The principles of analysing Brillouin backscatter for measuring strain and temperature has been described before, and reference is made to:    Parker, T. R., Farhadiroushan, M., Handerek, V. A., and Rogers, A. J., “Temperature and strain dependence of the power level and frequency of spontaneous Brillouin scattering in optical fibres”, Optics Letters, 1 Jun. 1997, Vol. 22, No. 11, pp. 787-789 and to:    Parker, T. R., Farhadiroushan, M., Feced, R., Handerek, V. A., Rogers, A. J., “Simultaneous Distributed Measurement of Strain and Temperature from Noise-Initiated Brillouin Scattering in Optical Fibres”, IEEE Journal of Quantum Electronics, Apr. 1998, Vol. 34, No. 4, pp. 645-659.
If the frequency and power of the Brillouin backscatter can be measured then the strain and temperature in the fibre can be determined.
It is known to install a suitable fibre in a conduit such as a pipe or bore at the time of commissioning, or installing or lining the pipe or bore. There are various known methods of protecting the fibre from damage and for fixing the fibre. Once the pipe or bore is in use, and carrying a fluid, typically pressurised, it is more difficult and costly to add a sensing fibre, or to deploy one temporarily and withdraw it after sensing. It is known to interrupt production from an oil well to perform what is known as a wellbore logging intervention. This can involve lowering logging tools into the wellbore, using gravity pull. When the wellbore angle/deviation become too high, normally above 70 degrees, a so-called “well tractor” can be used to overcome friction. This “tractor” will drive the tools into their desired location.
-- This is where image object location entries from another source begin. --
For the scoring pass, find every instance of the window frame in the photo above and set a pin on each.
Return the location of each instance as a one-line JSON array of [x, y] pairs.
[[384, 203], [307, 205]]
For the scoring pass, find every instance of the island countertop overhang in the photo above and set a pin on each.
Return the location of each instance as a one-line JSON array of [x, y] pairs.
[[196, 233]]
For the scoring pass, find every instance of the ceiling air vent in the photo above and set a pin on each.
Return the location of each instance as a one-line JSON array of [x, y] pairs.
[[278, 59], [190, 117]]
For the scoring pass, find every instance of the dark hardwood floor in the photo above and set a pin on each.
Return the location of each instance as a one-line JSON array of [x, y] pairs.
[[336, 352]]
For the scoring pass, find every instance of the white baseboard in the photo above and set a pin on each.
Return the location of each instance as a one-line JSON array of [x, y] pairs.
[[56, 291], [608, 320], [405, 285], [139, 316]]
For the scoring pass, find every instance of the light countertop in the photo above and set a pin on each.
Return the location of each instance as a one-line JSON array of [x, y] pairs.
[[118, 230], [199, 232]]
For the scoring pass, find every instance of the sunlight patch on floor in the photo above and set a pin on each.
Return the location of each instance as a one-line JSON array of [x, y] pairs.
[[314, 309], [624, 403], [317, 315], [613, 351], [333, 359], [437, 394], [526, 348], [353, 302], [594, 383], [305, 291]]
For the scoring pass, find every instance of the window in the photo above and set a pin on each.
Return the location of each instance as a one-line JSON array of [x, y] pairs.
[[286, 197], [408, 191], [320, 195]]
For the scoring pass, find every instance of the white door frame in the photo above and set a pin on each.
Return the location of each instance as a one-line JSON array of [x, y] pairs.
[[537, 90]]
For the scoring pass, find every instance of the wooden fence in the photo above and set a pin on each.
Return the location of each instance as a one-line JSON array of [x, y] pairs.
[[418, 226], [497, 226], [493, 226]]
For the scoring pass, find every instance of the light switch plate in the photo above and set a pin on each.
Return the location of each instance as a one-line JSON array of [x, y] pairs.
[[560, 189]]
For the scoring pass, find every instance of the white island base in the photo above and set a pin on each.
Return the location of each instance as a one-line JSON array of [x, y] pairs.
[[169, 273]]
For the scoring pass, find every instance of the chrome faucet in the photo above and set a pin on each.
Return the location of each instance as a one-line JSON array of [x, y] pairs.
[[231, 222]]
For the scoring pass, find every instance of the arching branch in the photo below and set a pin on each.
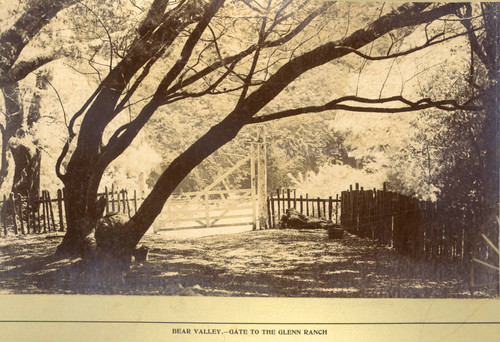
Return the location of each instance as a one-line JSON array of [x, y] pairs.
[[400, 105]]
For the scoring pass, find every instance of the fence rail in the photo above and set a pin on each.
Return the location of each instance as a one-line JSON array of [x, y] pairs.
[[415, 228], [327, 208], [46, 214]]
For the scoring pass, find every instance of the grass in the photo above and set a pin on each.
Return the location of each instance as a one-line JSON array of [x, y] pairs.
[[276, 263]]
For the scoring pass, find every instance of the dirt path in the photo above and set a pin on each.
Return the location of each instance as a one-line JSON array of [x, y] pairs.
[[261, 263]]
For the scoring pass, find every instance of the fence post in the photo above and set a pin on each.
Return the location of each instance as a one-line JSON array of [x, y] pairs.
[[113, 197], [14, 219], [43, 202], [106, 195], [59, 209], [65, 199], [272, 212], [51, 211], [288, 198], [207, 210], [20, 206], [319, 207], [294, 199], [307, 204], [38, 223], [28, 214], [269, 218], [279, 205], [128, 204], [337, 209], [330, 207], [135, 201]]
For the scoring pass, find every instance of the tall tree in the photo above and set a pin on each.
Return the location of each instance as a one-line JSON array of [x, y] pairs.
[[202, 60], [13, 69]]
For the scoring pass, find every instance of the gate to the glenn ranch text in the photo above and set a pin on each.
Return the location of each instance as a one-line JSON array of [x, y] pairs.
[[218, 205]]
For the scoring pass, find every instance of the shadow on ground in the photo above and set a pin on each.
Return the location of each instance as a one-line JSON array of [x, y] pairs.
[[277, 263]]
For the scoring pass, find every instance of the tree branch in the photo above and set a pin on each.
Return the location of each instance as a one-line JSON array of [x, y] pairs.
[[403, 105]]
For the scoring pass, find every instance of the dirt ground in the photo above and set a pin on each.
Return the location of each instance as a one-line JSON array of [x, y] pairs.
[[277, 263]]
Another known method involves using coiled tubing, where the logging tools are brought to their desired location by pushing the coiled tubing from surface. A problem with coiled tubing is that it is subjected to buckling due to the nature of the coil being bent on a spool when deployed, even though straightening mechanism are used on the coil before this enters the wellbore. This can prevent the coiled tubing from reaching more than several hundred meters. This is not far enough into the wellbore for many applications.
Both these methods (“tractor” and coiled tubing) are expensive in terms of requiring a considerable number of personnel to operate, and in the case of coiled tubing, the surface systems are large and it can take a long time to rig up on the wellhead.
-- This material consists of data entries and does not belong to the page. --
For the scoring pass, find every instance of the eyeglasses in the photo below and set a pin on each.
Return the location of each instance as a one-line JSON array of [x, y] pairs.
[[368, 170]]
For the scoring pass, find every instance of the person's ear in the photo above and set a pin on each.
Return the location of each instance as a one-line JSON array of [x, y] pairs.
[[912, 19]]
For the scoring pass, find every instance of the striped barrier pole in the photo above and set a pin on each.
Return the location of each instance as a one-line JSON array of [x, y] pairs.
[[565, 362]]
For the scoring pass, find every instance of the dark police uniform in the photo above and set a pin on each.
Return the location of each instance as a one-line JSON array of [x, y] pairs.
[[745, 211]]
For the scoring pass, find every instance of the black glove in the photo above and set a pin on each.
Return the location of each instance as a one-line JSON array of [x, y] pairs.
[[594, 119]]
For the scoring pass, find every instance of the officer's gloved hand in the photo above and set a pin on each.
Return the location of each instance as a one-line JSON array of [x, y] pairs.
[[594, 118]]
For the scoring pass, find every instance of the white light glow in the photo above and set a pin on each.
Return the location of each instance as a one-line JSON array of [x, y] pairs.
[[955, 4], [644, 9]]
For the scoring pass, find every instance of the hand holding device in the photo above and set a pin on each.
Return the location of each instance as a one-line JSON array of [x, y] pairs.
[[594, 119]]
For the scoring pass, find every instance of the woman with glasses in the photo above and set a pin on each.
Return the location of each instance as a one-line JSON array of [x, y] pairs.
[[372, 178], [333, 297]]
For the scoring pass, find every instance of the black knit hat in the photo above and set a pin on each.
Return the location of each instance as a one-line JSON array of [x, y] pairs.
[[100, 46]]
Also, to perform an intervention in a well using above methods, there is a need for vertical headroom above the wellhead. This may need to be 5 meters or more. In some locations, especially on offshore platforms, such vertical rig-up space is not available due to a deck or similar structure above.
It is known from U.S. Pat. No. 6,557,249 to Pruett that a process of inserting a fibre includes a step of strengthening an optical fibre by adding a UV curable resin around the fibre, to enable the fibre to resist higher temperatures in environments such as underground wellbores and to give it some stiffness. The strengthened fibre is passed through an impeller using wheels or a caterpillar track which pushes the fibre into a duct, optionally through a pressure chamber. The strengthened fibre is flexible enough to be bent round a 12 inch radius, and so could be liable to buckle if inserted into a large diameter pipe. The patent proposes insertion into a pre installed quarter inch capillary tube. This capillary tube would be pre installed within the wellbore, but this involves a separate process which adds considerable cost and complexity.
It is also known to insert fibres into conduits by fluid flow along the conduit. This clearly is not practical if the normal flow is against the direction of insertion. In some cases a separate narrower duct could be inserted into the conduit and the fibre floated into the duct, but this adds to the complexity and expense of the operation.